At least one of these things is true:
Ted is going to get a job or he won't have money for college.
Jt
v ~Mt
Only one of these things is true: Ted
is going to get a job or he won't have money for college.
(Jt
v ~Mt) & ~ (Jt & ~Mt)
Ordinarily we suppose that "or" is inclusive
(the sense we have when we say that you may take either cream or sugar
in your coffee), but when it is important to emphasize that "or" is meant
to be exclusive (the sense we have when we
say that you may have either coffee or tea) we have to express the thought
in a more complex way.
Do we always have to think about how "or" is meant to be used?
Not at all. You'll realize, for instance, that P
v ~P by itself rules out the possibility of both disjuncts
being true at the same time, so we have no need of a more complicated expression.
Logic is easy and it is fun. E
& F or F & E
Logic is easy if it is fun.
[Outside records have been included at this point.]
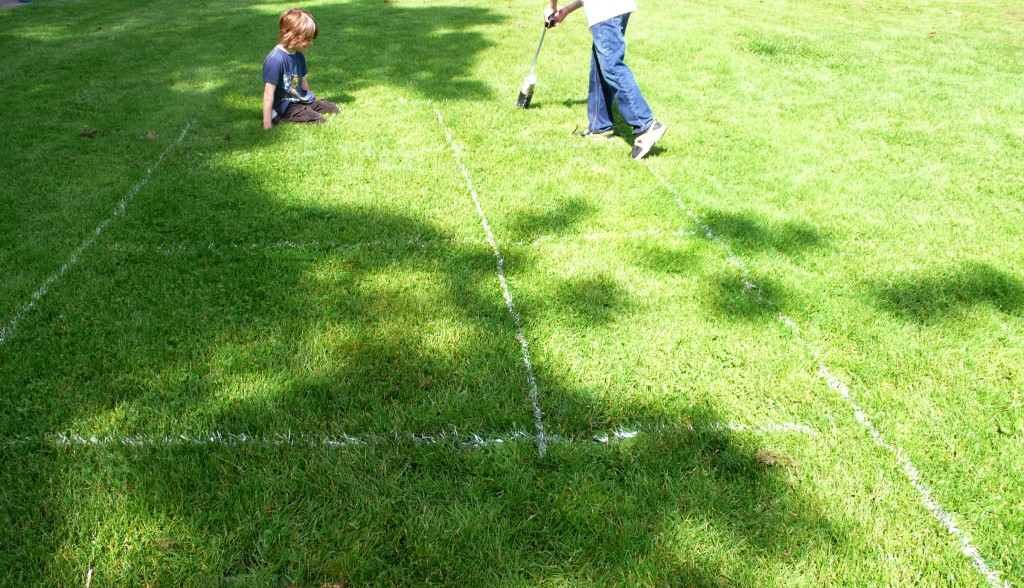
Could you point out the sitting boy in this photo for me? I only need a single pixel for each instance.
(286, 91)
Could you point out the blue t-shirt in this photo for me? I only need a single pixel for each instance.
(286, 72)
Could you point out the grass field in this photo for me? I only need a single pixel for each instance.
(438, 340)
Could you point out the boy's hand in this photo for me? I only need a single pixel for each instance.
(549, 14)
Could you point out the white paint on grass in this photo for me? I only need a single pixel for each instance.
(535, 397)
(911, 472)
(328, 442)
(176, 249)
(119, 211)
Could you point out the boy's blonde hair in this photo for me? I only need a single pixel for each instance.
(296, 25)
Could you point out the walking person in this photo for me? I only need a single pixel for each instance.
(611, 81)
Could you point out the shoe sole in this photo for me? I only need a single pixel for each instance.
(656, 134)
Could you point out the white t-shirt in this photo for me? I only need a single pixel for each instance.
(600, 10)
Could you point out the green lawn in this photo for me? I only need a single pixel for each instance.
(776, 352)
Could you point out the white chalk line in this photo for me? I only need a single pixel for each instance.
(176, 249)
(119, 211)
(911, 472)
(534, 394)
(328, 442)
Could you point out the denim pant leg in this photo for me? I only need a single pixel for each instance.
(611, 79)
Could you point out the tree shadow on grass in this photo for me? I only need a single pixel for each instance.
(382, 327)
(196, 332)
(747, 233)
(941, 295)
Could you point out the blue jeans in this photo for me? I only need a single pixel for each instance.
(612, 81)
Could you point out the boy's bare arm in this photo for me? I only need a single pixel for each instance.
(268, 105)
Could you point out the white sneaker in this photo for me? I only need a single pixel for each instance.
(643, 143)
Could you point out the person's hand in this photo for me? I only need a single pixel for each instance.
(549, 13)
F
-> E (not E -> F)
Logic is easy only if it is fun. E
-> F (not F-> E)
Conjunction (and) and disjunction (or) are commutative and associative. That means that the connectives & and v behave just like + or x in arithmetic: you can change their order or their grouping without changing the results.
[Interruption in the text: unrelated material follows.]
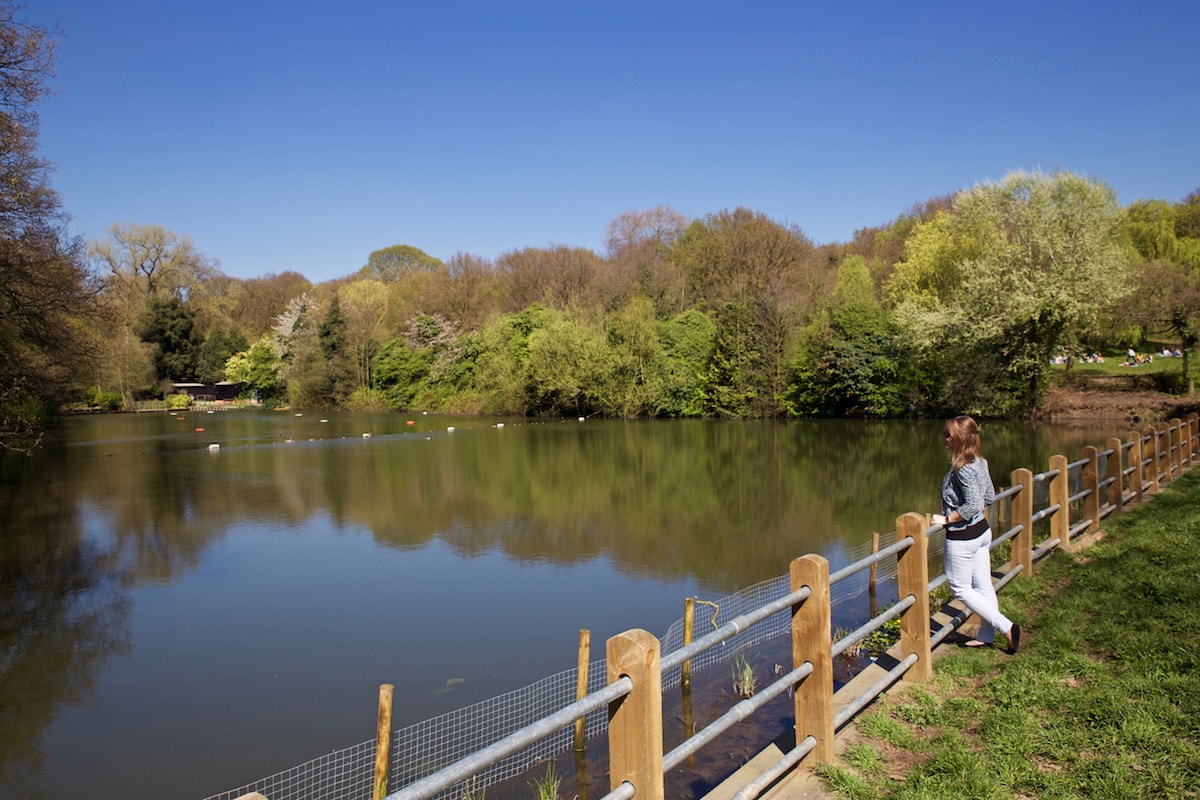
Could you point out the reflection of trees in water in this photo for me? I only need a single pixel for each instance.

Implication is not commutative: the order does matter. It is
not associative, since the wff p->(q->r)
does not give us the same truth table as (p->q)->r.
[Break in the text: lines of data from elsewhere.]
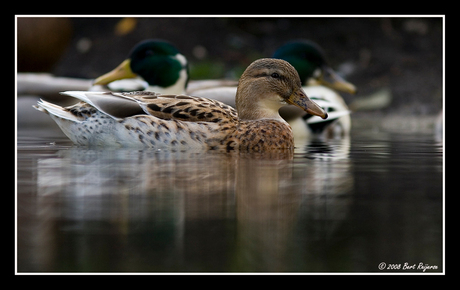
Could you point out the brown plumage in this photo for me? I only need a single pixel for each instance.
(147, 119)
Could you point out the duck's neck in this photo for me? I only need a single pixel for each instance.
(177, 88)
(257, 108)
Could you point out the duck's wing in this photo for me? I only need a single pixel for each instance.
(166, 107)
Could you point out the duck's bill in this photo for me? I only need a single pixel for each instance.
(300, 99)
(331, 79)
(123, 71)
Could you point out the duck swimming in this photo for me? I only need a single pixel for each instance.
(147, 119)
(156, 64)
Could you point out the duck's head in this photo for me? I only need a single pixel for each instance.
(158, 62)
(268, 84)
(309, 60)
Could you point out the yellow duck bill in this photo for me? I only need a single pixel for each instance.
(123, 71)
(299, 98)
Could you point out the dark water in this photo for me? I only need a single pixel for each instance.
(374, 199)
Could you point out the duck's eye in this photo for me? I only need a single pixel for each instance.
(149, 52)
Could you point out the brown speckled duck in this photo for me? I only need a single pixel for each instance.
(148, 119)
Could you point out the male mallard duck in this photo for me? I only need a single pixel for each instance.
(158, 65)
(147, 119)
(319, 82)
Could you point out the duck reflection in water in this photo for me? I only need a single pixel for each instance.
(249, 212)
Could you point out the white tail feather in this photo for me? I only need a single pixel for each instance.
(55, 110)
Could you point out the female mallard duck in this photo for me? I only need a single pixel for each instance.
(319, 81)
(146, 119)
Look at the tables below (and see why with three variables we have to double
the number of lines from four to eight).
| p | q | r | p->(q->r) | (p->q)->r |
| T | T | T | T | T |
| T | T | F | F | F |
| T | F | T | T | T |
| T | F | F | T | T |
| F | T | T | T | T |
| F | T | F | T | F |
| F | F | T | T | T |
| F | F | F | T | F |
In working with conditionals it is crucial that we symbolize correctly. A sufficient condition (what we hear with "if") becomes the antecedent and is to the left of the connective, regardless of the word order in an English sentence. A necessary condition (what we hear with "only if") becomes the consequent and is symbolized to the right of the connective.
It's false that if logic is fun then it is
not easy. ~(F -> ~E)
If it is false that logic is fun then it is
not easy. ~F -> ~E
Negation (not) involves a unary connective with the tilde (or curl).
This means that we have to be careful about the scope
of the negation. The first sentence involves denying the entire conditional
(and so it is equivalent to saying we can have logic be both fun and easy).
The second sentence involves only a false antecedent.